Fig 5. Swimming effort and vigour for all analysed half tail beats.

(A) The mean resultant power over a half beat as a function of swimming effort (N = 398). (B) Swimming vigour as a function of effort, and the optimal linear fit (N = 285). (C) Mean speed over a half beat as a function of swimming effort, with colour indicating the mean acceleration (N = 285). (D) Mean acceleration over a half beat as a function of swimming effort, with colour indicating the speed (N = 285). Underlying data for panels A–D can be found in S1 Data.

Fig 6. Bending moment patterns are similar across swimming vigour and development.

(A) Normalised bending moment pattern along the fish (abscissa) and over normalised time (ordinate) averaged over all half beats (N = 398).
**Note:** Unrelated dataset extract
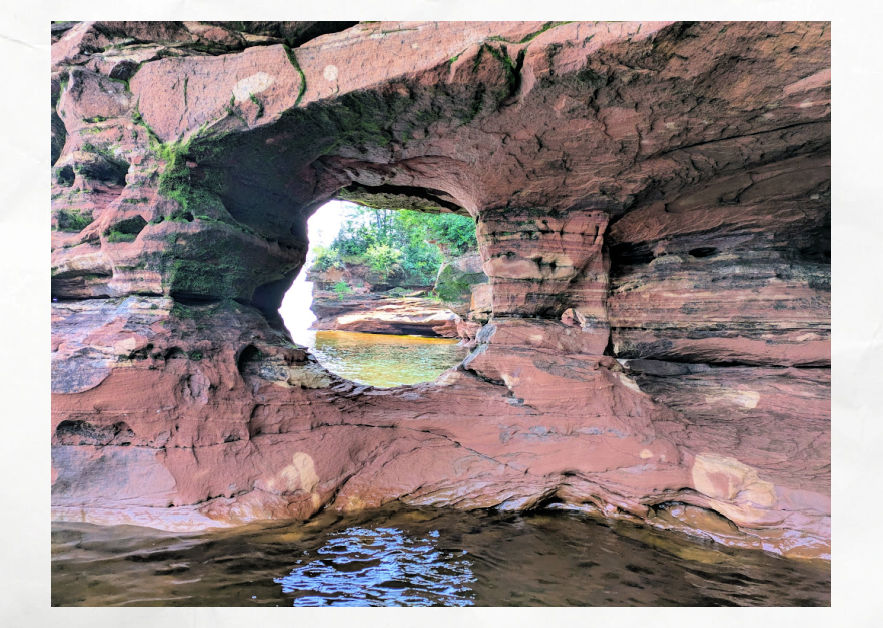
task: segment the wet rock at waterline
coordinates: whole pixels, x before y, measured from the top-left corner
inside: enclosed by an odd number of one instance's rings
[[[58,33],[54,517],[555,503],[827,557],[828,25],[339,28]],[[476,220],[483,326],[435,383],[287,337],[336,197]]]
The dashed lines indicate slices through the pattern in time (green) and location (purple) of the centre of volume of the distribution, shown respectively at the top and right of the heat map, along with their standard deviation. The grey lines over the heat map show the zero and maximum contour line for the middle 60% along the body. (B) The SD of the normalised bending moment along the fish (abscissa) and over normalised time (ordinate) (N = 398). (C, D) The location along the body of the centre of volume of the bending moment as a function of body length ([C] N = 398) and swimming vigour ([D] N = 285). (E, F) Normalised time of the centre of volume of the bending moment as a function of body length ([E] N = 398) and swimming vigour ([F] N = 285). (G) Half-beat duration as a function of length (i.e., developmental stage), with colour indicating swimming vigour (N = 285). (H) Peak bending moment as a function of length, with colour indicating swimming vigour (N = 285). Underlying data for panels C–H can be found in S1 Data. n.s., not significant; SD, standard deviation.
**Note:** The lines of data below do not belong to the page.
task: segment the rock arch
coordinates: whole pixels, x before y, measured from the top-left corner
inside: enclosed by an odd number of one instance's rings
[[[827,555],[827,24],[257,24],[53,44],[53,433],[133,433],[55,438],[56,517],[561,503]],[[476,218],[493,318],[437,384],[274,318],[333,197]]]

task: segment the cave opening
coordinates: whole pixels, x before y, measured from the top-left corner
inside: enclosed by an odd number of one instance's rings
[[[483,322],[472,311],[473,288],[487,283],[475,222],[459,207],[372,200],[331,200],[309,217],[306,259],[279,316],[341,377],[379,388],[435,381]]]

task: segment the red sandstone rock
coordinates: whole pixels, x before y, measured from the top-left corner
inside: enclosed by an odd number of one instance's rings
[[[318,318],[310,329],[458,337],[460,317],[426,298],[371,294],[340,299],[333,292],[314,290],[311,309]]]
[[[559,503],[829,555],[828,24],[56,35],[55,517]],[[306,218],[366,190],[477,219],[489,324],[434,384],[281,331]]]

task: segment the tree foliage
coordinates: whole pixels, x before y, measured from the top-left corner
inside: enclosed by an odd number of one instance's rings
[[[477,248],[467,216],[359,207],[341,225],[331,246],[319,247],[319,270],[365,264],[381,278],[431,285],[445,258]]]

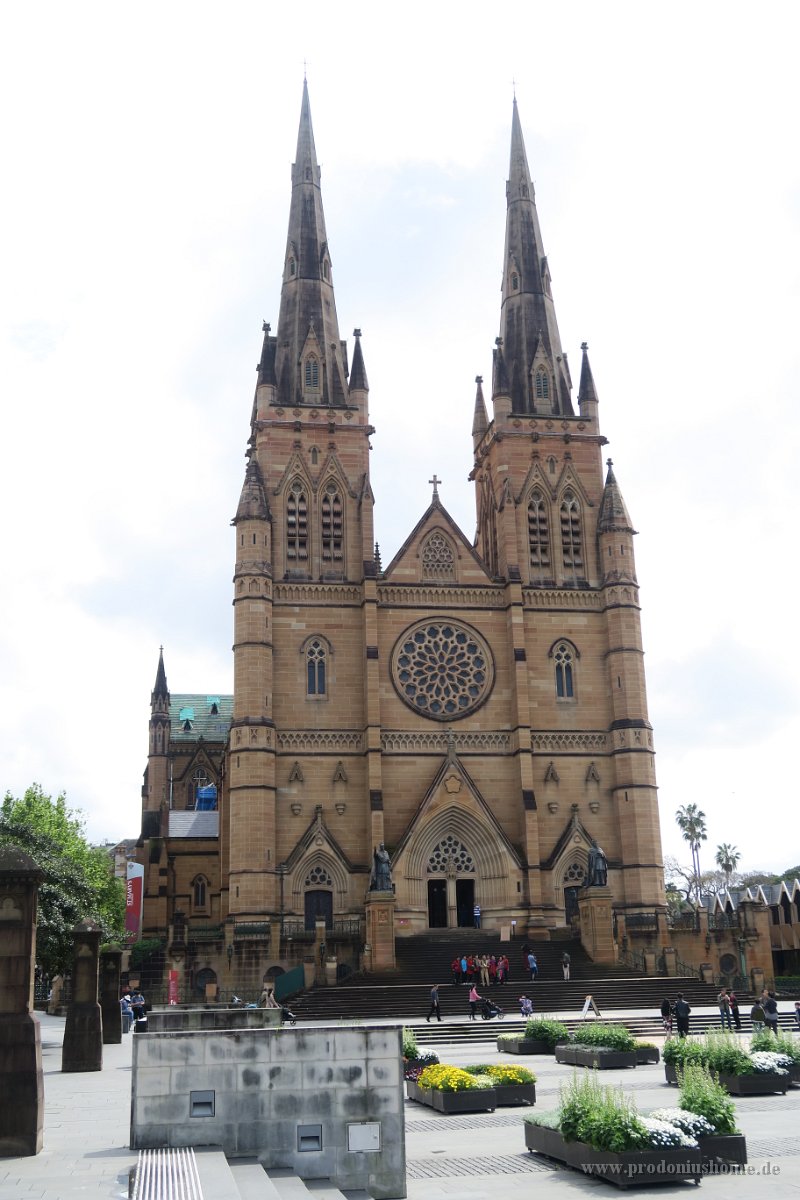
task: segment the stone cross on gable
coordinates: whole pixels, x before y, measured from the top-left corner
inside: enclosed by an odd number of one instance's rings
[[[439,499],[439,484],[442,483],[442,480],[439,479],[439,477],[435,471],[433,473],[433,479],[429,479],[428,483],[433,484],[433,499],[438,500]]]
Fig 7. Swimming control parameters.

(A, B, C) Individual half beats in the duration–peak bending moment landscape. The coloured background with white contour lines shows the swimming effort (N = 285). (A) Dot colour indicates acceleration. (B) Dot colour indicates speed. (C) Dot colour indicates swimming vigour. (D, E) Relative occurrence of half beats in bins (line markers) of peak bending moment (D) and half-beat duration (E) divided in 3 bins of swimming effort (colours), each containing the same number of half beats. Underlying data for panels A–E can be found in S1 Data.